Hay partidos que duran 90 minutos y otros que se quedan mucho más tiempo en la memoria. El de la Selección Mexicana frente a la Selección de Ecuador fue uno de esos. No solo porque aseguró el pase a los octavos de final del Mundial 2026, sino porque convirtió una tarde lluviosa en una auténtica celebración que terminó extendiéndose por las calles de Querétaro.

A las cinco de la tarde, dos horas antes del silbatazo inicial, los alrededores del estadio ya lucían llenos. Familias completas, grupos de amigos y aficionados vestidos con la playera verde caminaban entre los accesos mientras buscaban un buen lugar para seguir el encuentro. El ambiente era el de siempre: música, banderas, fotografías y conversaciones que giraban alrededor de una misma ilusión.

Sin embargo, el partido no comenzó a la hora prevista. Debido a las condiciones climatológicas en la Ciudad de México, el inicio se retrasó una hora. La espera, lejos de desesperar a los asistentes, solo aumentó la expectativa. Nadie quería irse. Todos permanecían atentos a la pantalla, comentando la situación mientras el cielo comenzaba a oscurecer y amenazaba con descargar la lluvia que ya se sentía cercana.

Finalmente, a las ocho de la noche, el balón comenzó a rodar. Apenas habían transcurrido los primeros minutos cuando la lluvia apareció con fuerza. El agua cayó de golpe sobre los asistentes, obligándolos a refugiarse como podían bajo las zonas techadas o muy cerca de la pantalla principal. El espacio se redujo, pero el entusiasmo no. Entre paraguas improvisados, impermeables y quienes simplemente decidieron mojarse, nadie dejó de mirar el partido.

Entonces llegó el primer gol.

El grito fue inmediato. Una explosión colectiva recorrió el lugar. Los abrazos aparecieron entre desconocidos, las banderas comenzaron a ondear con más fuerza y el sonido de los festejos logró imponerse incluso sobre la lluvia.

Pero la verdadera locura llegó con el segundo tanto.

La euforia se desbordó por completo. La cerveza salió disparada por los aires, los aficionados brincaban sin importar que el piso estuviera completamente mojado y los cánticos se escuchaban desde cualquier rincón. A diferencia de otros encuentros, esta vez el festejo fue mucho más intenso. El pase a los octavos de final estaba prácticamente asegurado y todos parecían ser conscientes de que estaban viviendo uno de esos momentos que unen a miles de personas por un mismo sentimiento.

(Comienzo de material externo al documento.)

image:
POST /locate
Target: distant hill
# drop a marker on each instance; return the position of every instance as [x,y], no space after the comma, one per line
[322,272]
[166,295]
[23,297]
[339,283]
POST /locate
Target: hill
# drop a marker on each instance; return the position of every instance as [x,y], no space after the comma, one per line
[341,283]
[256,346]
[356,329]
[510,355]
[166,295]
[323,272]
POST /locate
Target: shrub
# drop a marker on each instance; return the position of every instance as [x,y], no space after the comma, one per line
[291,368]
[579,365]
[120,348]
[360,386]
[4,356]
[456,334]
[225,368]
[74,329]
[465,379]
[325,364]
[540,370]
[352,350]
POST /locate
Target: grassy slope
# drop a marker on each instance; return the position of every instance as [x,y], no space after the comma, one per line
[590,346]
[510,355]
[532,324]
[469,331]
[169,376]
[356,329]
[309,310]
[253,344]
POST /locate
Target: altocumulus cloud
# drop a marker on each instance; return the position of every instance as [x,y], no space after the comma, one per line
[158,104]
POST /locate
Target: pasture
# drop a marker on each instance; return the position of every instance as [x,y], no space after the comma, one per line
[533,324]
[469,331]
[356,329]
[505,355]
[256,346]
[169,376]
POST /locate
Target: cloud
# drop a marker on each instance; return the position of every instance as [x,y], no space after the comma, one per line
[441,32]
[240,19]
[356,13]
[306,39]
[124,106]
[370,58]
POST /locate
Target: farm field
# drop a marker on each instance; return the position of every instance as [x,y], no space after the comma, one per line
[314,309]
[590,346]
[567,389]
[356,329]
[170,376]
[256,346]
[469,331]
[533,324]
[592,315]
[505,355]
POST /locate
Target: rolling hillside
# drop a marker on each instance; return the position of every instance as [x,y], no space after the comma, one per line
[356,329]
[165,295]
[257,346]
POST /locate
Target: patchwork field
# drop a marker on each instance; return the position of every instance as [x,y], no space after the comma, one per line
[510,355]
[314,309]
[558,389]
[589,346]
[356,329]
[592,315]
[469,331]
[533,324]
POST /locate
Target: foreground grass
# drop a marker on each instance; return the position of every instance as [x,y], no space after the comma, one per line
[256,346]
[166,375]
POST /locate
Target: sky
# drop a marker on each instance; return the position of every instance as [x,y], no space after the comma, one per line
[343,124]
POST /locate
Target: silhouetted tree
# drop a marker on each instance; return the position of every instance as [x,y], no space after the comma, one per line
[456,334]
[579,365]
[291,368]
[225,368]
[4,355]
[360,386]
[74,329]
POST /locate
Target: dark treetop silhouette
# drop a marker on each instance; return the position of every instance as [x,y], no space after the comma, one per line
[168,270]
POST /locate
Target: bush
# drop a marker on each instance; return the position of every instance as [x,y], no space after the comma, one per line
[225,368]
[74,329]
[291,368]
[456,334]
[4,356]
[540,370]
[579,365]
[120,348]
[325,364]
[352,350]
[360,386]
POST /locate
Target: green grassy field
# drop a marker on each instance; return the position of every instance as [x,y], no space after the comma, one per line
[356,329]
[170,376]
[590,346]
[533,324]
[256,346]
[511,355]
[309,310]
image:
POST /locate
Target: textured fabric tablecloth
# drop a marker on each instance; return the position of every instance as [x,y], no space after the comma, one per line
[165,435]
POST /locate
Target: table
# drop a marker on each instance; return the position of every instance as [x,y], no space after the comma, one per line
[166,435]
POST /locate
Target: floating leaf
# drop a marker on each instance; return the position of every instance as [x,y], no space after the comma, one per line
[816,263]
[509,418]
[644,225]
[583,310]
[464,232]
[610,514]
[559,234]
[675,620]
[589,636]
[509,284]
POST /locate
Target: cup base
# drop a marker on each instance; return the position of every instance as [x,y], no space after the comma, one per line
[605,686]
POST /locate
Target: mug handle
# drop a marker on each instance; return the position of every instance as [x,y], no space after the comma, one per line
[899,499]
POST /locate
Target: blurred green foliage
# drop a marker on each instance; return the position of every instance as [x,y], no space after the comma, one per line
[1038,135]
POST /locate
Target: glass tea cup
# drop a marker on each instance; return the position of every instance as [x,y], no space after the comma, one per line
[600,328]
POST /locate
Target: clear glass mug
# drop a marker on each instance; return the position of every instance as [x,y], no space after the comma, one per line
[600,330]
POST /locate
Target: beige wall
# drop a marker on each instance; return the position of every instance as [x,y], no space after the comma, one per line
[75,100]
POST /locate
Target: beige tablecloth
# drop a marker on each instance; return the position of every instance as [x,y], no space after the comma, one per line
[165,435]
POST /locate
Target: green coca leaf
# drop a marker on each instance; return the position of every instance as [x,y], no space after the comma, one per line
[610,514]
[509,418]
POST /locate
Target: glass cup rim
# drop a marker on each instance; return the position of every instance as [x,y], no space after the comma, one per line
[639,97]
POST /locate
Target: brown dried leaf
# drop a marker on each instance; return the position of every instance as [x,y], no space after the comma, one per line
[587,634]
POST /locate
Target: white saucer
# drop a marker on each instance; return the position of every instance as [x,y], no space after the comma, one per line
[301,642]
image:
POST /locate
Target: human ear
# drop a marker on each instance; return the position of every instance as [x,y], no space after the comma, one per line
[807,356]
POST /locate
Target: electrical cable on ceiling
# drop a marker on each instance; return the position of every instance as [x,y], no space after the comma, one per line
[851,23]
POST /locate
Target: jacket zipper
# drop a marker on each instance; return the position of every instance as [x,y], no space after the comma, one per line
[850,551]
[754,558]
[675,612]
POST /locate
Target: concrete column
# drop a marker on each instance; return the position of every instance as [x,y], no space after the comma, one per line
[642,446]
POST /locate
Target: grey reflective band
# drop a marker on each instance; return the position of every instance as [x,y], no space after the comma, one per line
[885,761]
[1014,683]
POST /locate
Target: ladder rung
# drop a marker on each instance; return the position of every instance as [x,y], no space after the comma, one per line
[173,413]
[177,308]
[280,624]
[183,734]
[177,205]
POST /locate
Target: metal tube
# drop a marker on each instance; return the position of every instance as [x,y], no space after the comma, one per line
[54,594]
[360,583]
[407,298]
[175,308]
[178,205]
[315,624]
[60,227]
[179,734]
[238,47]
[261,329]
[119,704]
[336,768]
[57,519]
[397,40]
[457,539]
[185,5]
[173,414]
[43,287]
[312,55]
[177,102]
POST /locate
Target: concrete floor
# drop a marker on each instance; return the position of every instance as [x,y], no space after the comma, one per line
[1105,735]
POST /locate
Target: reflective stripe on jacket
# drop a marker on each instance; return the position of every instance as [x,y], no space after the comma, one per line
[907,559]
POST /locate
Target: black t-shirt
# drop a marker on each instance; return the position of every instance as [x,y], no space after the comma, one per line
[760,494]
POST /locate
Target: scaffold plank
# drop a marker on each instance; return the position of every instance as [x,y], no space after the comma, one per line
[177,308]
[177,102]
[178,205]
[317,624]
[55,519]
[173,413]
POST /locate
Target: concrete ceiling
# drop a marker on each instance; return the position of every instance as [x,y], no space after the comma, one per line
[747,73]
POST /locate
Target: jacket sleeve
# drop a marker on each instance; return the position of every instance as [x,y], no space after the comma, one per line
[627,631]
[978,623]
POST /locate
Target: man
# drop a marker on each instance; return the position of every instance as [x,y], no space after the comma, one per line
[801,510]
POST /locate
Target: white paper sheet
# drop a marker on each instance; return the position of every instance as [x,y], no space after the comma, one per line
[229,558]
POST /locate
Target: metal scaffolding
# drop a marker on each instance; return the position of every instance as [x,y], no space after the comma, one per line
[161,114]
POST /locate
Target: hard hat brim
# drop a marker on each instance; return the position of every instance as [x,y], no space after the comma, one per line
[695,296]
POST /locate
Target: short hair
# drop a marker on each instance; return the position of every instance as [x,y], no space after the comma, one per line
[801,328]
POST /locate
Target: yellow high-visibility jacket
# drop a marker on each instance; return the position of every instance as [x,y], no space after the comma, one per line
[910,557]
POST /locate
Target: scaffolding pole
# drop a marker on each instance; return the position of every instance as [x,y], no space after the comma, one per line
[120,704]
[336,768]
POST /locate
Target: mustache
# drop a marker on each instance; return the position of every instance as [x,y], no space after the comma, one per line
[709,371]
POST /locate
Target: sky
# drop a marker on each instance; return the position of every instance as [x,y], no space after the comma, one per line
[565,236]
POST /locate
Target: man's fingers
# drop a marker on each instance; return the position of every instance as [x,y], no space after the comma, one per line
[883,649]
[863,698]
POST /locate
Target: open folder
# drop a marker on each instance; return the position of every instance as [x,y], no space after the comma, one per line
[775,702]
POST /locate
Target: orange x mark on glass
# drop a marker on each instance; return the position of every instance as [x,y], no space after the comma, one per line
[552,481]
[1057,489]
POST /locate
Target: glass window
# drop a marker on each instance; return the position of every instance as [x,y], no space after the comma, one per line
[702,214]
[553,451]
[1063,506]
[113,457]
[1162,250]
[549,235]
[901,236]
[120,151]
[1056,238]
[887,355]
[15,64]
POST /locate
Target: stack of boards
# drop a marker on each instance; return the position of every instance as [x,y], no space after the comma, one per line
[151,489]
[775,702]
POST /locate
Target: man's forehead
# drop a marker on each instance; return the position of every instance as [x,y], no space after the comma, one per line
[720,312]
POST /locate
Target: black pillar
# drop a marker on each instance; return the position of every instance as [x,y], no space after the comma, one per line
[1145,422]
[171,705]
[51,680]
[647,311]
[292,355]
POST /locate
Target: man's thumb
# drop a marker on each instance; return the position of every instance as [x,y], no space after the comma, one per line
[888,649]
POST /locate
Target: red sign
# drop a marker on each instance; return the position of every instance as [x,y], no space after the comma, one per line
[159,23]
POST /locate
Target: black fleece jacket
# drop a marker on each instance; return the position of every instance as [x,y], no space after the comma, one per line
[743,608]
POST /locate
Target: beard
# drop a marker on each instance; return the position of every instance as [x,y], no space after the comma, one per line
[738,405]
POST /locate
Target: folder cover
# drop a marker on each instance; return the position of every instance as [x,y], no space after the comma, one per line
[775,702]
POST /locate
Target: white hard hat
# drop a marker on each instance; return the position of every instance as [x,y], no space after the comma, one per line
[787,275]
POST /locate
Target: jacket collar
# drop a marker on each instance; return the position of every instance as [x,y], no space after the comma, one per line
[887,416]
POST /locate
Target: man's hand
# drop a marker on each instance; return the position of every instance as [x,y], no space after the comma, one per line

Cuando el árbitro señaló el final del encuentro, el marcador confirmó lo que todos esperaban. México avanzaba a la siguiente ronda y la ilusión crecía. Ahora el siguiente reto sería la Selección de Inglaterra, un rival de mayor exigencia, pero esa preocupación podía esperar. Por unos minutos solo existía espacio para celebrar.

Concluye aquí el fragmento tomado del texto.